KYKA
- Meadow Lakes, Alaska; United States;
- Broadcast area: Anchorage, Alaska
- Frequency: 104.9 MHz

Programming
- Format: Contemporary worship music
- Network: Air1

Ownership
- Owner: Educational Media Foundation
- Sister stations: KAKL

History
- First air date: 2008
- Former call signs: KANC (2007–2008) KMVV (2008–2013)

Technical information
- Licensing authority: FCC
- Facility ID: 164296
- Class: C1
- ERP: 19,000 watts
- HAAT: 269.5 meters (884 ft)

Links
- Public license information: Public file; LMS;
- Webcast: Listen Live
- Website: air1.com

= KYKA =

Air 1 radio station in Anchorage, Alaska

KYKA (104.9 FM) is a radio station serving the Anchorage, Alaska, area. The station is currently owned by the Educational Media Foundation.

KMVV was the eleventh station in the United States to adopt the Alan Burns-consulted MOViN' rhythmic adult contemporary format.
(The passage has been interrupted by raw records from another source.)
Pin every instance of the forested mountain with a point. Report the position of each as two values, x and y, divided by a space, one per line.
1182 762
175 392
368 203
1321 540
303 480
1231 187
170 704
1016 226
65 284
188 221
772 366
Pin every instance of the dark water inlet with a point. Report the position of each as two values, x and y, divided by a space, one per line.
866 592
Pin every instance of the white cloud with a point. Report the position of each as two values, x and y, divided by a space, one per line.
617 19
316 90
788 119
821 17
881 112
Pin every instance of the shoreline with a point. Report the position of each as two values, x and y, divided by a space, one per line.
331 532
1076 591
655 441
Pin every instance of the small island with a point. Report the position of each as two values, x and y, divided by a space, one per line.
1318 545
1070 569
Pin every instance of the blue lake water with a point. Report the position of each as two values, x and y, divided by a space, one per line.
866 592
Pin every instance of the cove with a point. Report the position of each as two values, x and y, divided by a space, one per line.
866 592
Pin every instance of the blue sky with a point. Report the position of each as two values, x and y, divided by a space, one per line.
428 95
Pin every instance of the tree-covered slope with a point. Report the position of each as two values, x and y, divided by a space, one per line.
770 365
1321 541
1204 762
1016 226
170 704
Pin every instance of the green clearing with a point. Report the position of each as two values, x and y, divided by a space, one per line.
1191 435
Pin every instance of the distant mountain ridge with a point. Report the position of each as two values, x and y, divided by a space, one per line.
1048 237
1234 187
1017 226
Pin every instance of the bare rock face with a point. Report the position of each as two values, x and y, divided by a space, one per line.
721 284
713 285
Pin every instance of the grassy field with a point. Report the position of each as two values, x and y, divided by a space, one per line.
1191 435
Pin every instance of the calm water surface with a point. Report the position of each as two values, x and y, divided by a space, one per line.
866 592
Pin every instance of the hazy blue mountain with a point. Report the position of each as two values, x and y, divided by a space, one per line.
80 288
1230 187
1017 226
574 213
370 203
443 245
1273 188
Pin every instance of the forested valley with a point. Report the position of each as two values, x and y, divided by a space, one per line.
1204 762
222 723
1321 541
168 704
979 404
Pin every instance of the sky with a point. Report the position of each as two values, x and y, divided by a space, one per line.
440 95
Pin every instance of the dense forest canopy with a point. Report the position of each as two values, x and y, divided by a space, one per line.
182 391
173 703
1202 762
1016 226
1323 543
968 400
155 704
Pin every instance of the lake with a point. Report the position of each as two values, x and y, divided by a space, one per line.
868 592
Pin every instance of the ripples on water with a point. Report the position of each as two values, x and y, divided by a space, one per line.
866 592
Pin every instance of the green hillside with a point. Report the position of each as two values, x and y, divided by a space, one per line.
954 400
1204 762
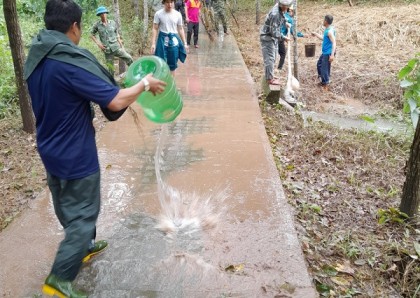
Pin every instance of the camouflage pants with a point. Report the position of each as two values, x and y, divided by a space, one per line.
120 53
220 16
269 51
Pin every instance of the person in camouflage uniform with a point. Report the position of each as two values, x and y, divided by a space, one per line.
110 42
219 14
270 34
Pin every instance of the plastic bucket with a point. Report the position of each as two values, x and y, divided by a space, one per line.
310 50
159 108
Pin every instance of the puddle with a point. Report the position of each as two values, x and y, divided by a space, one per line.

In November 2011, the station dropped the rhythmic AC format and began stunting with Christmas music as "Rudolph Radio". The rhythmic AC format returned briefly on December 31, but then the station went off the air at midnight on January 1, 2012. KYKA was sold to Educational Media Foundation in December 2012, and the station adopted the Air1 Christian contemporary hit radio format. On March 11, 2013, KMVV changed their call letters to KYKA.